Kathy Riklin

Conseillère nationale (PDC), Canton de Zurich

Créé le:29.09.2011

18.02.2019 - 11.3902
Étape:Propositions nationales
État du conseil:Accepté

TEXTE DÉPOSÉ

Le Conseil fédéral est chargé de présenter au Parlement, au plus tard à la fin du premier semestre 2012, un rapport et un plan directeur relatifs au libre accès aux données publiques (« Open Government Data »). Les points principaux en seront:

– l’analyse des bases de données de la Confédération, tant exploitées qu’archivées, aussi bien celles qui sont déjà en libre accès que celles qui sont susceptibles de le devenir (contexte);

– l’évaluation du potentiel exploitable de même que des opportunités et des risques liés au libre accès aux données publiques, en termes d’amélioration de la transparence, de création de valeur ajoutée et d’efficacité accrue du gouvernement et de l’administration (potentiel, opportunités et risques);

– les mesures juridiques, opérationnelles et techniques permettant une utilisation optimale du potentiel offert par le libre accès aux données publiques en Suisse ces prochaines années (projets de mise en oeuvre, plan directeur).

DÉVELOPPEMENT

Trois interpellations relatives au libre accès aux données publiques ont été déposées lors de la session de printemps 2011 et le Conseil fédéral y a entre-temps répondu (11.3346, 11.3358 et 11.3445). Il ressort de ces réponses que l’utilité et le potentiel du libre accès aux données gouvernementales sont reconnus dans leur principe et que le thème doit être abordé activement. On doit également saluer le fait que deux projets pionniers qui faciliteront dans un proche avenir le libre accès aux données et aux documents de la Confédération ont été engagés, à savoir la gratuité des prestations de base de MétéoSuisse à partir de 2014 (révision de la loi fédérale sur la météorologie et la climatologie) et le développement d’un registre centralisé des documents officiels (« Single Point of Orientation ») par les Archives fédérales suisses. Pour optimiser le potentiel du libre accès aux données publiques, il faut maintenant fédérer les démarches jusqu’ici isolées des différents secteurs spécialisés et dresser un plan directeur pour planifier et coordonner l’ensemble des opérations. Les projets de libre accès aux données publiques doivent être subordonnés à une orientation stratégique fondée sur une analyse approfondie du contexte et des conditions-cadre, de même que sur une évaluation critique des opportunités et des risques.

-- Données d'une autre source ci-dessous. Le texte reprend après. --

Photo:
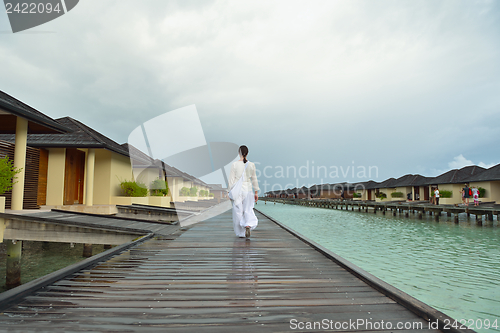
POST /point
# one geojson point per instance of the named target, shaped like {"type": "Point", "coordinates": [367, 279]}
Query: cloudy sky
{"type": "Point", "coordinates": [399, 86]}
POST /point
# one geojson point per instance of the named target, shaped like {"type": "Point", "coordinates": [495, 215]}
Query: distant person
{"type": "Point", "coordinates": [467, 194]}
{"type": "Point", "coordinates": [241, 180]}
{"type": "Point", "coordinates": [475, 195]}
{"type": "Point", "coordinates": [436, 196]}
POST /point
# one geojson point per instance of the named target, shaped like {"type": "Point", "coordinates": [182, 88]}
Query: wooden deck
{"type": "Point", "coordinates": [489, 210]}
{"type": "Point", "coordinates": [208, 280]}
{"type": "Point", "coordinates": [95, 221]}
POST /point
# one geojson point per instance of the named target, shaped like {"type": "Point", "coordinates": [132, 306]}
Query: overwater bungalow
{"type": "Point", "coordinates": [366, 190]}
{"type": "Point", "coordinates": [17, 119]}
{"type": "Point", "coordinates": [453, 181]}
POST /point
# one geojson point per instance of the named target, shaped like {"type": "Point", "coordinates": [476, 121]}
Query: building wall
{"type": "Point", "coordinates": [175, 185]}
{"type": "Point", "coordinates": [388, 192]}
{"type": "Point", "coordinates": [456, 196]}
{"type": "Point", "coordinates": [55, 176]}
{"type": "Point", "coordinates": [492, 191]}
{"type": "Point", "coordinates": [405, 190]}
{"type": "Point", "coordinates": [121, 169]}
{"type": "Point", "coordinates": [146, 175]}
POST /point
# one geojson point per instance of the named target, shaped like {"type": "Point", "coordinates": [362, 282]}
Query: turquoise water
{"type": "Point", "coordinates": [452, 267]}
{"type": "Point", "coordinates": [42, 258]}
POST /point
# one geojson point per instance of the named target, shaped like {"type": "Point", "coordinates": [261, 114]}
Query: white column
{"type": "Point", "coordinates": [20, 163]}
{"type": "Point", "coordinates": [90, 177]}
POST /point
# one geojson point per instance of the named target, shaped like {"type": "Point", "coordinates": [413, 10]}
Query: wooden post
{"type": "Point", "coordinates": [87, 250]}
{"type": "Point", "coordinates": [13, 274]}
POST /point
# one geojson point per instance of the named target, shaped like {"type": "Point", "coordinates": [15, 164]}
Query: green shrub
{"type": "Point", "coordinates": [7, 173]}
{"type": "Point", "coordinates": [184, 192]}
{"type": "Point", "coordinates": [133, 189]}
{"type": "Point", "coordinates": [159, 188]}
{"type": "Point", "coordinates": [193, 191]}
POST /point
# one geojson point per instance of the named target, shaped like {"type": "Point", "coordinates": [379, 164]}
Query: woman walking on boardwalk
{"type": "Point", "coordinates": [241, 180]}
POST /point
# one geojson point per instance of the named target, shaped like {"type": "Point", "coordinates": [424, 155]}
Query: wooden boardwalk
{"type": "Point", "coordinates": [208, 280]}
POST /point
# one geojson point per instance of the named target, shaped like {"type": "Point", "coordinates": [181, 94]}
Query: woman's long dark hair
{"type": "Point", "coordinates": [244, 152]}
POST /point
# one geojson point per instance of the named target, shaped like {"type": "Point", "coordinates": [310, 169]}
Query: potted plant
{"type": "Point", "coordinates": [7, 173]}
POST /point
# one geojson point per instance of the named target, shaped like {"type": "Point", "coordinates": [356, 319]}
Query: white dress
{"type": "Point", "coordinates": [243, 214]}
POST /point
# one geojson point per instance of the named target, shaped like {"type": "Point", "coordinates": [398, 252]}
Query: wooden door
{"type": "Point", "coordinates": [73, 177]}
{"type": "Point", "coordinates": [43, 167]}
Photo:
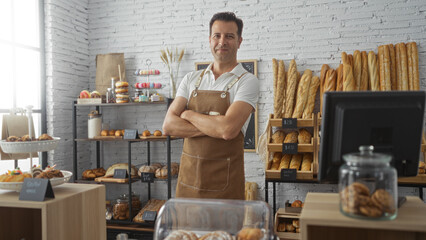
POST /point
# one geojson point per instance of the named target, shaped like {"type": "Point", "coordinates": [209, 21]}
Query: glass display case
{"type": "Point", "coordinates": [223, 219]}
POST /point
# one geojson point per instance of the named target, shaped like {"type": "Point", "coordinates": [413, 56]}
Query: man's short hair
{"type": "Point", "coordinates": [227, 17]}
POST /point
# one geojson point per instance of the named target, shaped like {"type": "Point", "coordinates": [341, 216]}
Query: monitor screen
{"type": "Point", "coordinates": [390, 121]}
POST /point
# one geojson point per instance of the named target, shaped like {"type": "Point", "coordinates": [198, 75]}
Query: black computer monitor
{"type": "Point", "coordinates": [390, 121]}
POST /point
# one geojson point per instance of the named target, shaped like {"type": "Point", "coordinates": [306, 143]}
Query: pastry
{"type": "Point", "coordinates": [302, 94]}
{"type": "Point", "coordinates": [146, 133]}
{"type": "Point", "coordinates": [250, 234]}
{"type": "Point", "coordinates": [296, 161]}
{"type": "Point", "coordinates": [373, 72]}
{"type": "Point", "coordinates": [357, 69]}
{"type": "Point", "coordinates": [310, 104]}
{"type": "Point", "coordinates": [291, 137]}
{"type": "Point", "coordinates": [304, 136]}
{"type": "Point", "coordinates": [291, 89]}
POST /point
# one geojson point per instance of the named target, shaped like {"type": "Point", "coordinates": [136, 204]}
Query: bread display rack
{"type": "Point", "coordinates": [122, 225]}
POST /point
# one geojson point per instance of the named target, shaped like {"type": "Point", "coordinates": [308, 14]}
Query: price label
{"type": "Point", "coordinates": [147, 177]}
{"type": "Point", "coordinates": [289, 123]}
{"type": "Point", "coordinates": [130, 134]}
{"type": "Point", "coordinates": [120, 173]}
{"type": "Point", "coordinates": [288, 174]}
{"type": "Point", "coordinates": [149, 216]}
{"type": "Point", "coordinates": [290, 148]}
{"type": "Point", "coordinates": [36, 189]}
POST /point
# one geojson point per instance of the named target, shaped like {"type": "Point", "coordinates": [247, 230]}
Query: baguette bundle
{"type": "Point", "coordinates": [291, 89]}
{"type": "Point", "coordinates": [302, 94]}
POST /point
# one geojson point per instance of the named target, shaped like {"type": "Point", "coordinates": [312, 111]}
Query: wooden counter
{"type": "Point", "coordinates": [76, 212]}
{"type": "Point", "coordinates": [321, 219]}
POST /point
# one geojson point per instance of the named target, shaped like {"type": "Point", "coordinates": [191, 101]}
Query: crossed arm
{"type": "Point", "coordinates": [187, 123]}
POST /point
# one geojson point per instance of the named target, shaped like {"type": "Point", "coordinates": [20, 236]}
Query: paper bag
{"type": "Point", "coordinates": [15, 125]}
{"type": "Point", "coordinates": [106, 68]}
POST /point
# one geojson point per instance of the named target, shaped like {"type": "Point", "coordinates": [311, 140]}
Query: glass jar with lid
{"type": "Point", "coordinates": [368, 185]}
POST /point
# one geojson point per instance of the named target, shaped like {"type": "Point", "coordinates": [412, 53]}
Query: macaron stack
{"type": "Point", "coordinates": [122, 92]}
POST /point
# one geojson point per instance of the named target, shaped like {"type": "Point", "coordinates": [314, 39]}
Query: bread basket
{"type": "Point", "coordinates": [30, 146]}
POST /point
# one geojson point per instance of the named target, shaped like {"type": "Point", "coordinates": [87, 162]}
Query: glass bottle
{"type": "Point", "coordinates": [368, 185]}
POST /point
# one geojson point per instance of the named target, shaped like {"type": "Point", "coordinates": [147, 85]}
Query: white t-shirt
{"type": "Point", "coordinates": [246, 89]}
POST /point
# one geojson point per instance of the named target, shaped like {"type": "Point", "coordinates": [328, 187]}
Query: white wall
{"type": "Point", "coordinates": [312, 32]}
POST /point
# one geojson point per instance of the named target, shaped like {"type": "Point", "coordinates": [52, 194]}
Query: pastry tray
{"type": "Point", "coordinates": [30, 146]}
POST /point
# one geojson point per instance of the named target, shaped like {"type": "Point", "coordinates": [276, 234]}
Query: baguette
{"type": "Point", "coordinates": [291, 137]}
{"type": "Point", "coordinates": [302, 94]}
{"type": "Point", "coordinates": [415, 62]}
{"type": "Point", "coordinates": [339, 81]}
{"type": "Point", "coordinates": [296, 161]}
{"type": "Point", "coordinates": [348, 78]}
{"type": "Point", "coordinates": [330, 81]}
{"type": "Point", "coordinates": [373, 72]}
{"type": "Point", "coordinates": [285, 161]}
{"type": "Point", "coordinates": [410, 67]}
{"type": "Point", "coordinates": [404, 67]}
{"type": "Point", "coordinates": [392, 58]}
{"type": "Point", "coordinates": [275, 71]}
{"type": "Point", "coordinates": [307, 162]}
{"type": "Point", "coordinates": [357, 69]}
{"type": "Point", "coordinates": [386, 65]}
{"type": "Point", "coordinates": [313, 88]}
{"type": "Point", "coordinates": [291, 89]}
{"type": "Point", "coordinates": [304, 136]}
{"type": "Point", "coordinates": [398, 67]}
{"type": "Point", "coordinates": [324, 70]}
{"type": "Point", "coordinates": [364, 72]}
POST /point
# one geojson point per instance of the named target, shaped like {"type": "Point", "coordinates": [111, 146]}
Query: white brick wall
{"type": "Point", "coordinates": [313, 32]}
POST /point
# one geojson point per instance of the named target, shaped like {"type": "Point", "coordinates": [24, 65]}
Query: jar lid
{"type": "Point", "coordinates": [366, 155]}
{"type": "Point", "coordinates": [94, 113]}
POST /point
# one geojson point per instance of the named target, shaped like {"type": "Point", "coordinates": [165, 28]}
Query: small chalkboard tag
{"type": "Point", "coordinates": [290, 148]}
{"type": "Point", "coordinates": [130, 134]}
{"type": "Point", "coordinates": [288, 174]}
{"type": "Point", "coordinates": [36, 189]}
{"type": "Point", "coordinates": [120, 173]}
{"type": "Point", "coordinates": [289, 123]}
{"type": "Point", "coordinates": [149, 216]}
{"type": "Point", "coordinates": [147, 177]}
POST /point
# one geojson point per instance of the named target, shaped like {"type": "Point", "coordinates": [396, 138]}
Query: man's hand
{"type": "Point", "coordinates": [226, 127]}
{"type": "Point", "coordinates": [174, 125]}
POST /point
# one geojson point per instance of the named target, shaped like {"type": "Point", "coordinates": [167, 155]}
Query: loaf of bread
{"type": "Point", "coordinates": [304, 136]}
{"type": "Point", "coordinates": [291, 89]}
{"type": "Point", "coordinates": [348, 78]}
{"type": "Point", "coordinates": [392, 59]}
{"type": "Point", "coordinates": [357, 69]}
{"type": "Point", "coordinates": [415, 66]}
{"type": "Point", "coordinates": [111, 169]}
{"type": "Point", "coordinates": [364, 72]}
{"type": "Point", "coordinates": [339, 81]}
{"type": "Point", "coordinates": [302, 94]}
{"type": "Point", "coordinates": [313, 89]}
{"type": "Point", "coordinates": [278, 137]}
{"type": "Point", "coordinates": [404, 66]}
{"type": "Point", "coordinates": [330, 81]}
{"type": "Point", "coordinates": [307, 162]}
{"type": "Point", "coordinates": [296, 161]}
{"type": "Point", "coordinates": [373, 71]}
{"type": "Point", "coordinates": [285, 161]}
{"type": "Point", "coordinates": [291, 137]}
{"type": "Point", "coordinates": [323, 74]}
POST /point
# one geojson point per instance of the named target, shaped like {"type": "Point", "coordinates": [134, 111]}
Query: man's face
{"type": "Point", "coordinates": [224, 41]}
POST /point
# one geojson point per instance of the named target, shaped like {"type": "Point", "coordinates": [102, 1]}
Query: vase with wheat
{"type": "Point", "coordinates": [172, 59]}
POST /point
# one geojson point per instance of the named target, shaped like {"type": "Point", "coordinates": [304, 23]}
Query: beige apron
{"type": "Point", "coordinates": [211, 167]}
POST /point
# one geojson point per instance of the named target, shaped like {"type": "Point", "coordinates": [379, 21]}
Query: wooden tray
{"type": "Point", "coordinates": [113, 180]}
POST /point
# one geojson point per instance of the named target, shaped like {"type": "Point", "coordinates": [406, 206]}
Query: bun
{"type": "Point", "coordinates": [146, 133]}
{"type": "Point", "coordinates": [120, 84]}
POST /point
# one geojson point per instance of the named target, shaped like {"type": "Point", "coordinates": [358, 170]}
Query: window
{"type": "Point", "coordinates": [22, 64]}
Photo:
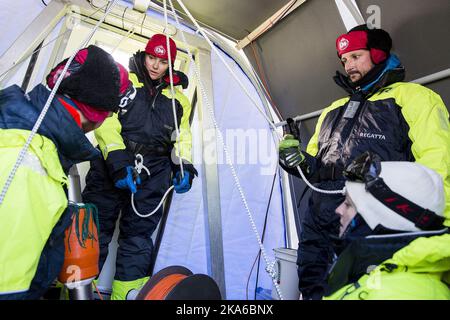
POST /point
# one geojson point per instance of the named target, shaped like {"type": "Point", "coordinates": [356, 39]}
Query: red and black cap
{"type": "Point", "coordinates": [377, 41]}
{"type": "Point", "coordinates": [157, 47]}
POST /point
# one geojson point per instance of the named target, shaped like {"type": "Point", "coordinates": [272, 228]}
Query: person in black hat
{"type": "Point", "coordinates": [398, 121]}
{"type": "Point", "coordinates": [146, 128]}
{"type": "Point", "coordinates": [33, 212]}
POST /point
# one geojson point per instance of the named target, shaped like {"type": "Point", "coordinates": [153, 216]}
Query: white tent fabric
{"type": "Point", "coordinates": [185, 240]}
{"type": "Point", "coordinates": [15, 16]}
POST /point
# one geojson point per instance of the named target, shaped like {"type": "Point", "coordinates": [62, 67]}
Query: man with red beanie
{"type": "Point", "coordinates": [33, 214]}
{"type": "Point", "coordinates": [147, 128]}
{"type": "Point", "coordinates": [398, 121]}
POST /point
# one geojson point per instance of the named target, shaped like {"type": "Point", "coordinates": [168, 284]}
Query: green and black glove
{"type": "Point", "coordinates": [289, 152]}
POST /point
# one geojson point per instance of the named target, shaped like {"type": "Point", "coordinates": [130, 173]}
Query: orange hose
{"type": "Point", "coordinates": [163, 287]}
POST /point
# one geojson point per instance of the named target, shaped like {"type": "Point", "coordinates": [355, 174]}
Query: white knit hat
{"type": "Point", "coordinates": [411, 180]}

AVIS DU CONSEIL FÉDÉRAL DU 09.11.2011

Comme il l’a déjà indiqué dans sa réponse aux interpellations relatives à ce sujet (11.3445, 11.346 et 11.3358), le Conseil fédéral constate que le libre accès aux données publiques tel qu’il est conçu actuellement est un sujet relativement nouveau pour tous les milieux concernés. Il manque ainsi des analyses approfondies sur le potentiel, l’utilité, les chances et les risques que représente le libre accès aux données publiques. Il convient donc d’examiner les questions concernant l’activation de licences, le financement et la protection des données lors de la publication de jeux de données et de documents des administrations publiques, d’élaborer les concepts et, si nécessaire, les dispositions légales requises en la matière avant d’envisager l’élaboration de projets de mise en oeuvre. Le Conseil fédéral estime par conséquent judicieux de commencer, dans un premier temps, par l’élaboration de bases conceptuelles et d’une vue d’ensemble de la situation et est prêt à lancer les travaux requis à cet effet. Il pense toutefois qu’il importe de clarifier les questions y relatives dans le contexte de la stratégie en matière de cyberadministration, comme le demande l’auteur du postulat 11.3884, consacré à un sujet apparenté.

Une fois ces analyses effectuées, l’élaboration de projets de mise en oeuvre et l’établissement d’un éventuel plan directeur pourront être envisagés. Par ailleurs, la mise sur pied d’un plan directeur va au-delà du mandat confié au Conseil fédéral par le biais d’un postulat, qui consiste à examiner une question et à présenter un rapport à ce sujet (cf. art. 123 LParl). En raison de la complexité technique et de la diversité des questions posées, des besoins de coordination en matière de cyberadministration et, enfin, compte tenu des ressources nécessaires à l’exécution des travaux requis, le Conseil fédéral constate qu’il ne lui est pas possible d’élaborer un rapport et un éventuel plan directeur de projets de mise en oeuvre selon le calendrier proposé dans le postulat, soit d’ici à la fin du premier semestre 2012.

PROPOSITION DU CONSEIL FÉDÉRAL DU 09.11.2011

Le Conseil fédéral propose de rejeter le postulat.